Hélas éclipsée par les succès futurs du compositeur dans de tous autres domaines, l’œuvre n’en mérite pas moins une place de choix au répertoire. De la douzaine de gravures accessibles, jusqu’ici seuls Frank Peter Zimmerman avec Mariss Jansons (Warner Classics, 1997) et Kolja Blacher avec Claudio Abbado (Deutsche Grammophon, 2010), l’un ombrageux, l’autre lunaire, avaient donné la pleine mesure de la partition. C’était sans compter sur l’excellent Benjamin Herzl qui joue ici un Guarneri del Gesù d’une beauté à se damner et sur Heinz Karl Gruber, autorité mondiale dans ce répertoire. Ce dernier a d’ailleurs signé en 2022 chez le même éditeur et avec son virtuosissime Orchestre de chambre suédois une gravure d’anthologie des deux symphonies.

Dès l’Andante con moto, l’extrême sensibilité du soliste se confronte à la splendeur plastique d’un orchestre en apparence froid et détaché, neigeux presque, en un étrange objet mécanique dont l’horlogerie fébrile convoque un sentiment de tragédie imminente, de bourrasques souterraines, féroces, finalement bien plus conflictuelles qu’il n’y paraît. La ronde fantastique du Notturno, musique de spectres, d’une fausse désinvolture, la splendide trompette de la Cadenza, avec un violon fruité déjouant tous les pièges d’une écriture peu spectaculaire mais redoutable de versatilité, les fanfaronnades d’une Serenata à l’issue plus qu’incertaine, sont magistrales.

La tarentelle finale brasse toutes sortes d’essences potentiellement toxiques sous une trompeuse amabilité, course-poursuite entre un soliste d’une fureur incandescente, et un orchestre d’une rare puissance, en éclats, fractures, obstacles labyrinthiques. L’évitement systématique de toute sensiblerie comme l’équilibrage très délicat entre le violon et les vents, par nature très sonores, relèvent d’une conduite magistrale.

Orphée surréaliste

Le Nouvel Orphée, créé en 1927 au Krolloper de Berlin par Erich Kleiber, marque une évolution notoire. Cette cantate pour soprano, violon obligé et petit orchestre sans violons utilise librement tous les apports des musiques du temps qui constitueront la marque de fabrique du Weill ultérieur : cabaret, cirque, cinéma. Le texte adapte le mythe à la façon surréaliste : Orphée quitte les collines d’une Arcadie à laquelle plus personne ne croit, pour pérégriner au sein d’une humanité sordide où, d’épisode en épisode, il devient une sorte de pop star internationale, dévoyant ses idéaux à l’aune de la médiocrité de ses désormais contemporains, pour finir par retrouver, dans une salle d’attente de gare, une Eurydice triviale (comme la Dulcinée de Don Quichotte) qui lui échappe. Déçu, il se tirera une balle dans le cœur.

À une longue introduction suivie d’une cadence de la soprano, puis du violon, succéderont sept variations aussi brèves que virtuoses et kaléidoscopiques, avant un épilogue cruel où de tendres arpèges de harpe accompagneront sa déchéance. Gruber a choisi une traduction anglaise (par le metteur en scène David Pountney) qui assure une parfaite intelligibilité au texte, habilement actualisé. Jennifer France restitue cette partition étrange avec une fraîcheur désarmante, un chant tout en rondeurs empathiques et argentées, différenciant habilement les nombreuses strophes avec de subtiles nuances de diction, une précision rythmique, une élégance candide teintée de douce amertume, jamais déclamatoire, une tendresse de conteuse philosophe absolument irrésistible.

Ici aussi, la fermeté de la direction compense avec bonheur la volatilité des atmosphères.

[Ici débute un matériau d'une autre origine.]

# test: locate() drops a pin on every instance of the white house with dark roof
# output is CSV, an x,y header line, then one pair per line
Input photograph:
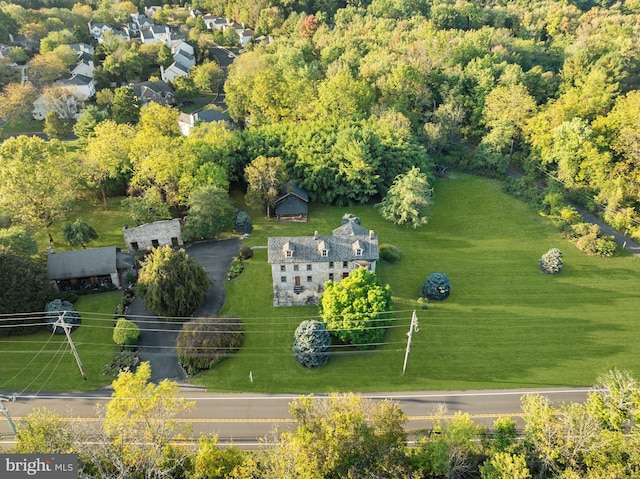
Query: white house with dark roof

Elle y surpasse aisément la robuste version (en allemand) de Carole Farley et José Serebrier (premier enregistrement mondial, ASV, 1997), d’une bien prosaïque véhémence, à l’instar des captations publiques de Kathryn Harries avec Andrew Davis ou Anja Silja avec Gary Bertini, toutes les deux intelligentes mais en méforme vocale.

Irrésistibles Péchés

De même, pour les célèbres Sept Péchés capitaux, c’est la version anglaise d’Auden et Kallman de l’original pour soprano, déjà gravée (hélas !) par Marianne Faithfull (BMG, 1998) que Gruber a choisie, tirant ainsi l’œuvre des inquiétudes militantes d’une République de Weimar finissante vers les frivolités douces-amères des musicals américains dont Weill allait par la suite faire son miel.

L’œuvre y gagne une sorte d’implacabilité tranquille, acidulée plus que vitriolesque, une fluidité limpide qui, paradoxalement, en magnifie le moralisme hypocrite et les sous-textes mystérieux avec une rare émotion (l’épilogue est bouleversant de résignation). Ici aussi, saisissante différenciation des épisodes, avec un souffle lyrique sur les gradations, parfaitement préservées, culminant en crescendo avec « L’Envie », dont l’extrême cruauté procède des six péchés précédents, dont il est bien évidemment le pire.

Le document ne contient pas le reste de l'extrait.